Let's open this posting by quoting from a speech given on January 27th, 2020 with my bolds for emphasis:

 

"Let us shift our imagination for a moment to Berlin in the early 1930s. We are almost in the city centre, in a district called Bayerisches Viertel, the Bavarian Quarter....And here, one day in the early 1930s, a sign appears on the benches: “Jews may not sit here.” “Okay,” you might think, “this is unpleasant, it’s unfair, it’s not nice, but after all there are so many benches around here, you can sit somewhere else, it’s fine.”

 

This was a district inhabited by German intelligentsia of Jewish origin. Albert Einstein, Nobel laureate Nelly Sachs, the industrialist, politician and Foreign Minister Walter Rathenau lived here. One day a sign appears at the swimming pool. “Jews are forbidden to enter this swimming pool.” “Okay,” you might think, “this is unpleasant, but Berlin has so many places to swim, so many lakes, canals — it’s practically Venice — so you can go and swim somewhere else.”


Then another sign appears. “Jews are not allowed to belong to German choral associations.” So what? They want to sing and make music? Let them gather together and sing by themselves. Then another sign. “Jewish, non-Aryan children are not allowed to play with German, Aryan children.” So they can play by themselves. And another. “We sell bread and other food products to Jews only after 5pm.” Okay, now this is a real inconvenience because there’s less choice, but in the end you can still shop after 5pm.

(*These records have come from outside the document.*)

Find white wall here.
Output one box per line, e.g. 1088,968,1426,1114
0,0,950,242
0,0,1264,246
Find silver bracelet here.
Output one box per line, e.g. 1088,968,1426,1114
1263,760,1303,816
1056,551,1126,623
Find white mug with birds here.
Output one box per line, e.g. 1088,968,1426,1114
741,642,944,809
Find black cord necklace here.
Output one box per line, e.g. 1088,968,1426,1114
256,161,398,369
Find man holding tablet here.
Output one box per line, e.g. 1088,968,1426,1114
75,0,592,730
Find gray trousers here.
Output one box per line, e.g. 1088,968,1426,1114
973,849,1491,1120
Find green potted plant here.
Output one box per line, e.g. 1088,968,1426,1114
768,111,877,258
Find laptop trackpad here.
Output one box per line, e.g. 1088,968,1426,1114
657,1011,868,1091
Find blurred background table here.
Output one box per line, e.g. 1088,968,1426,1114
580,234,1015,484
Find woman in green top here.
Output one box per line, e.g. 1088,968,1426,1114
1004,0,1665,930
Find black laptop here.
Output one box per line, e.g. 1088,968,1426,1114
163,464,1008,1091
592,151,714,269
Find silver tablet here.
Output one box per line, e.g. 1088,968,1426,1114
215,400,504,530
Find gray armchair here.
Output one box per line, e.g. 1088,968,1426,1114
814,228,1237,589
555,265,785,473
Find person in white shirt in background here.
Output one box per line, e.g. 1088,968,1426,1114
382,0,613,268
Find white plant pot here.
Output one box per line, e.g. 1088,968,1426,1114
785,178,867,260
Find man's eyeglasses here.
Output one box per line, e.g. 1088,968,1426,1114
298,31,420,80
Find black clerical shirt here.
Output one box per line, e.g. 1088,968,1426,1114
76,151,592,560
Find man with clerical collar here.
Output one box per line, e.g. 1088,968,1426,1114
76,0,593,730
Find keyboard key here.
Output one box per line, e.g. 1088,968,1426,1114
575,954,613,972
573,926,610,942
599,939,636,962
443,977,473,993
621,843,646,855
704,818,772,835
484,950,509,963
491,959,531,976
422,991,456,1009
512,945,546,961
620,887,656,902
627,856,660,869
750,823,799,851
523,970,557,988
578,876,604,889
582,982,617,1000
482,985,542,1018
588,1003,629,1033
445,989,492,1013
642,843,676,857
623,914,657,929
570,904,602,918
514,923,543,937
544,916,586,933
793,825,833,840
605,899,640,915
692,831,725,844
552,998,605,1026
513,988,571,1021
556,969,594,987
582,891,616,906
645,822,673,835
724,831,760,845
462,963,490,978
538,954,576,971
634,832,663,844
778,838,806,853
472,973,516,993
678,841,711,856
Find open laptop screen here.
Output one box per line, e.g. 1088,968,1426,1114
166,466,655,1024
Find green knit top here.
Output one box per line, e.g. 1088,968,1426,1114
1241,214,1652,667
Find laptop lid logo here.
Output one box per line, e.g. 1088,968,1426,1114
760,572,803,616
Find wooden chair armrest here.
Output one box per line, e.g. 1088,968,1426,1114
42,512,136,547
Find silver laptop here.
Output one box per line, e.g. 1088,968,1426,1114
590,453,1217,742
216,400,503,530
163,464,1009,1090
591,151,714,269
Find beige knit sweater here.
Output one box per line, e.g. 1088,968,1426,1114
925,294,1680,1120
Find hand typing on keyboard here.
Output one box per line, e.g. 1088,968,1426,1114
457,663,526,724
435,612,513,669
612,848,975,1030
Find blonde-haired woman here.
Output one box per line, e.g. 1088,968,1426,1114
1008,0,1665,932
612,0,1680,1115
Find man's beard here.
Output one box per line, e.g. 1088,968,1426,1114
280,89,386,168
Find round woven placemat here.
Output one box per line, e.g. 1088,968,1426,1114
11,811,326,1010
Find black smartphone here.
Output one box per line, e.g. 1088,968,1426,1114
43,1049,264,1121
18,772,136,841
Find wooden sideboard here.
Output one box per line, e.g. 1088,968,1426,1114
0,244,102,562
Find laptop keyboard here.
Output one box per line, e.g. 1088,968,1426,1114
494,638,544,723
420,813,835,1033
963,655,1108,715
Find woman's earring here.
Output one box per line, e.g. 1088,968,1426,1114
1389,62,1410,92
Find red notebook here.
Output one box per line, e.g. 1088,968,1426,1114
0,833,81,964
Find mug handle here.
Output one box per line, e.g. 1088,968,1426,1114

And here we start to get used to the idea that you can exclude someone. That you can stigmatise someone. That you can turn someone into an alien. Slowly, gradually, day by day, people begin to get used to it — victims, perpetrators, witnesses those we call bystanders — all begin to get used to the idea that a minority that gave the world Einstein, Nelly Sachs, Heinrich Heine and the Mendelssohns is different, that these people can be pushed to the edges of society, that they are strangers, that they spread germs and start epidemics. These terrible, dangerous thoughts are the beginning of what happens next.

  

This speech was given by Marian Turski, a survivor of Auschwitz, on the 75th anniversary of the liberation of Auschwitz-Birkenau.  Here is his speech in its entirety:



I have had the privilege of visiting four concentration camps during my lifetime; Auschwitz-Birkenau, Dachau, Terezin/Theresienstadt and Treblinka.  Each of these visits was a very emotional experience; to think that you are literally walking on the ground where millions of Jews, homosexuals, gypsies and other outcasts from society met their untimely end, is deeply troubling.  In my case, it led to very vivid dreams as my unconscious self tried to deal with the fact that a society could perpetrate such evil on its own citizens.  After each visit, I would think that in this time where we believe that we are intellectually superior to the Germans of the 1930s and 1940s who believed their government's propaganda, no matter how totalitarian it became, that surely such a situation would never recur.

 

The past two years have proven me wrong, particularly the actions being taken by governments of the so-called advanced economies as they locked down society, dividing us from the ruling class and separating us from each other.  This has become increasingly apparent over the past few months as governments are now beginning to use their unfettered powers to separate the vaccinated from the unvaccinated, blaming the unvaccinated for prolonging the pandemic which has resulted in wave after wave of lockdowns, creating the "need" for mandatory vaccinations.  Just as Marian Turski said in his speech, the unvaccinated are being "....pushed to the edges of society, that they are strangers, that they spread germs and start (prolong) epidemics."  Governments and their obedient media lapdogs have successfully created "the other" by terming the current global health situation as the "pandemic of the unvaccinated", clearly ignoring any scientific research that may suggest otherwise.  Bit by bit and piece by piece, those that we elect to serve us have taken steps which are reducing our freedoms through the use of fear-based propaganda, setting us up for a totalitarian future where complete obedience is required by the state under the threat of arrest and imprisonment .

 

While I would never compare the plight of the concentration camp victims of the 1930s and 1940s to the plight of the unvaccinated today, as it has been said, history doesn't repeat itself but it often rhymes and such has clearly been the case over the past two years right down to the use of quarantining facilities like this one in Australia:


...which is shockingly reminiscent of this one located in Oswiecim, Poland:


While we may like to believe that we are far more intelligent than our forefathers, this is clearly not the case.  Instead of relying on critical thinking, the majority have blindly accepted the fodder that is being fed to them on a daily basis, willing to accept whatever the authorities and the legacy media have to say without examining the scientific validity of their comments for themselves.


Let's close with this quote from the miniseries Chernobyl which seems particularly apt:


"What is the cost of lies? It's not that we'll mistake them for the truth. The real danger is that if we hear enough lies, then we no longer recognize the truth at all.